Bench Memos

Re: Hijinks in the Ninth Circuit Clerk’s Office

As I noted in my update to my Q&A with Ninth Circuit chief judge Alex Kozinski, a Republican appointee to the Ninth Circuit informed me last Friday that he or she had never heard of the clerk’s office supposed longstanding practice of assigning expedited cases to the available panel with the most senior presiding judge.

I doubt very much that this supposed practice—which purportedly helps to explain some of Judge Stephen Reinhardt’s seemingly amazing propensity to be selected to sit on ideologically charged cases—was in fact uniformly applied. I’m not in a position to conduct a thorough review of the clerk’s calendaring practices, but I have immediately run across an apparent anomaly—in the appeal of the anti-Prop 8 ruling, as it happens.

In August 2010, a motions panel ordered that the anti-Prop 8 appeal be expedited and “be calendared during the week of December 6, 2010, at [the courthouse] in San Francisco.” From the calendar for that week, we learn that the panel in San Francisco with the most senior presiding judge included Mary M. Schroeder, who joined the Ninth Circuit in 1979 (Reinhardt joined it in 1980) and did not leave active service until 2012. Why, then, did the anti-Prop 8 appeal not get assigned to her panel?

More generally, insofar as this supposed practice is meant to explain Reinhardt’s unusual case assignments, it ought also to have resulted in even more appealing case assignments for the active judges senior to Reinhardt—i.e., Kozinski, Harry Pregerson, and (until 2012) Schroeder.
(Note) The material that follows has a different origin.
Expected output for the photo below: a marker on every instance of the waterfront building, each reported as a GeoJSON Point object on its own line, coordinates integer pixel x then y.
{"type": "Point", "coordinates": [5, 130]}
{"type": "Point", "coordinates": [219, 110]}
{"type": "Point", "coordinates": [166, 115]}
But the concerns that I’ve heard about unusual Ninth Circuit assignments focus specially on Reinhardt.

Also, while I’m grateful that Kozinski responded to my inquiries, his responses strongly suggest a real lack of interest on his part in judicial administration. As I discussed in this post, this Texas Law Review article from 2000, titled “Neutral Assignment of Judges at the Court of Appeals,” surveys assignment systems in the federal courts of appeals and concludes that “all systems permit a certain level of discretion and human intervention that, in the wrong circumstances, could be abused.” It finds specific faults with the Ninth Circuit’s case-assignment procedures. But here’s how my exchange with Kozinski went:

[EW:] What steps, if any, have you or your predecessors as chief judge taken to ensure that no individual in the clerk’s office has discretion to assign a known case to a known panel?

[AK:] We train and supervise our staff and trust them to follow instructions.

[EW:] (The law-review article that I refer to in this post might be of interest to you.)

[AK:] No.

As Kozinski himself has just noted (in an article about his incoming successor as chief judge), chief judges “don’t get picked because of [their] administrative skills.” In a well-functioning judicial bureaucracy with a well-designed case-assignment system, it might well be sensible merely “to train and supervise our staff and trust them to follow instructions.” But Kozinski’s head-in-the-sand approach leaves lots of room for concern that the Ninth Circuit’s case-assignment system may have been abused for ideological purposes.